We use our own spidering software to automatically crawl each website on the platform. If you're not seeing any data in the Content 360 module, then there could be a number of causes for this:
- IP blocking - your server could simply be blocking our crawler server by blocking our IP). If this is the case, there is no way around this unless you remove this block. Our bot will show up in your server logs as follows:
126.96.36.199 Mozilla/5.0 (compatible; linkdexbot/2.1; +http://www.linkdex.com/bots/)
- Robots.txt blocking - as you can see, our crawler is called linkdexbot. If your robots.txt includes a link blocking this user agent, then we will follow good practice, obey that instruction and not crawl your site. You would need to get this restriction removed if you want us to be able to crawl the site. If you fix the issue with robots.txt, please let us know by logging a ticket with our support team (firstname.lastname@example.org) and we will restart both jobs.
NB: if you're comparing crawl number with Google's number of pages indexed (use the site: Google 'hack'), then there will be a number of reason why these numbers can vary considerably. Apart from the points already outlined above, you also need to consider the following:
- 404s - we won't count 404s as pages crawled, but will report those in the Deadlinks module. However, Google may include these in its total number of indexed pages.

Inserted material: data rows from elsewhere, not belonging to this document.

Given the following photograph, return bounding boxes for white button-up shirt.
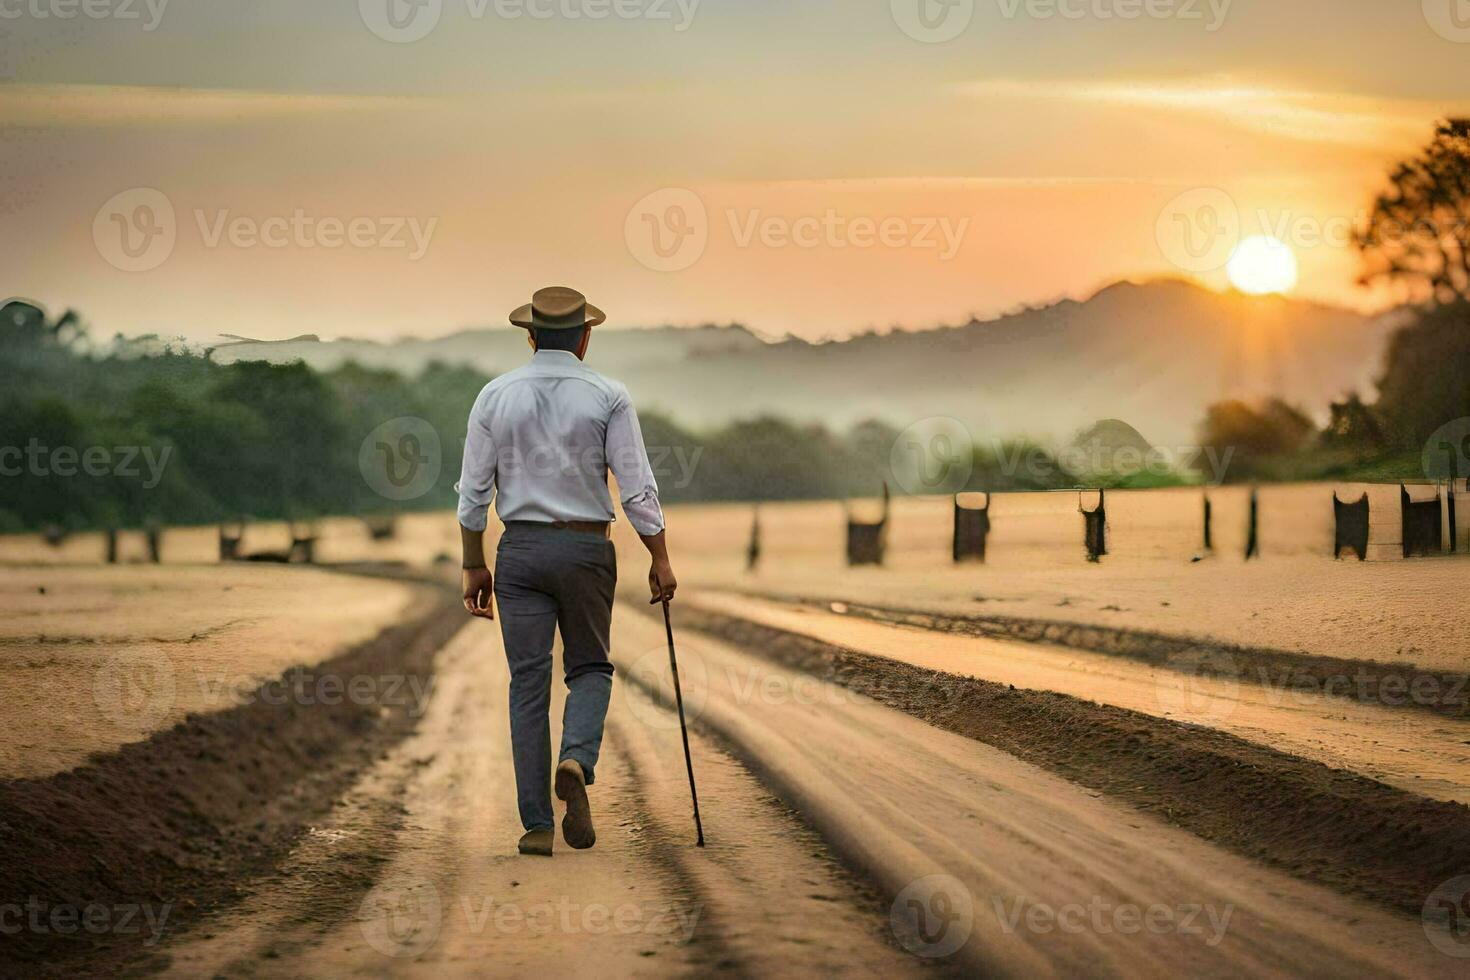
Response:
[454,350,665,536]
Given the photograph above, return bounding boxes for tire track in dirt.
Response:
[607,685,926,977]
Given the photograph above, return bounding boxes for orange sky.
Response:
[3,1,1468,341]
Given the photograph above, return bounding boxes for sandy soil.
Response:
[606,493,1470,672]
[0,564,426,778]
[611,606,1460,978]
[688,590,1470,803]
[8,485,1463,670]
[158,621,920,978]
[0,588,463,976]
[0,512,463,567]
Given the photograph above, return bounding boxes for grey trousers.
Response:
[494,522,617,832]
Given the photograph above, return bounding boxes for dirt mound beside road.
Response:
[0,584,461,977]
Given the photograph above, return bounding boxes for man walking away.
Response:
[455,286,678,857]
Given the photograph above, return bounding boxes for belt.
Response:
[505,520,611,538]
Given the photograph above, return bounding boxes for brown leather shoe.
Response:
[518,829,553,856]
[555,759,596,849]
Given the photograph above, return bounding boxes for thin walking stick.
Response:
[660,597,705,847]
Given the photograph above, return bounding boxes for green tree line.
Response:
[0,303,489,532]
[1,303,1084,534]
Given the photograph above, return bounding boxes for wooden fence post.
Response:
[845,483,890,566]
[1081,488,1106,562]
[1333,492,1369,561]
[1401,485,1443,558]
[1245,489,1259,560]
[953,493,991,563]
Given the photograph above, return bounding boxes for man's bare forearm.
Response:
[461,523,488,569]
[639,528,669,562]
[641,528,677,603]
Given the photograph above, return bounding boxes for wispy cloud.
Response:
[740,176,1169,191]
[955,77,1460,148]
[0,84,424,127]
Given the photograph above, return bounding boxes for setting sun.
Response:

- Orphaned pages - Google may index these if it has another way of finding them (from external backlinks from other unique domains). Remember, we won't see these as we're spidering internal links only.
- The site: hack may include sub domains which we will ignore as our spidering software will consider all sub domains as off domain links and will not follow them; Google, however, may be giving you an number of pages indexed for the whole domain. You can easily verify this by running a site: hack and flicking the sample results Google returns.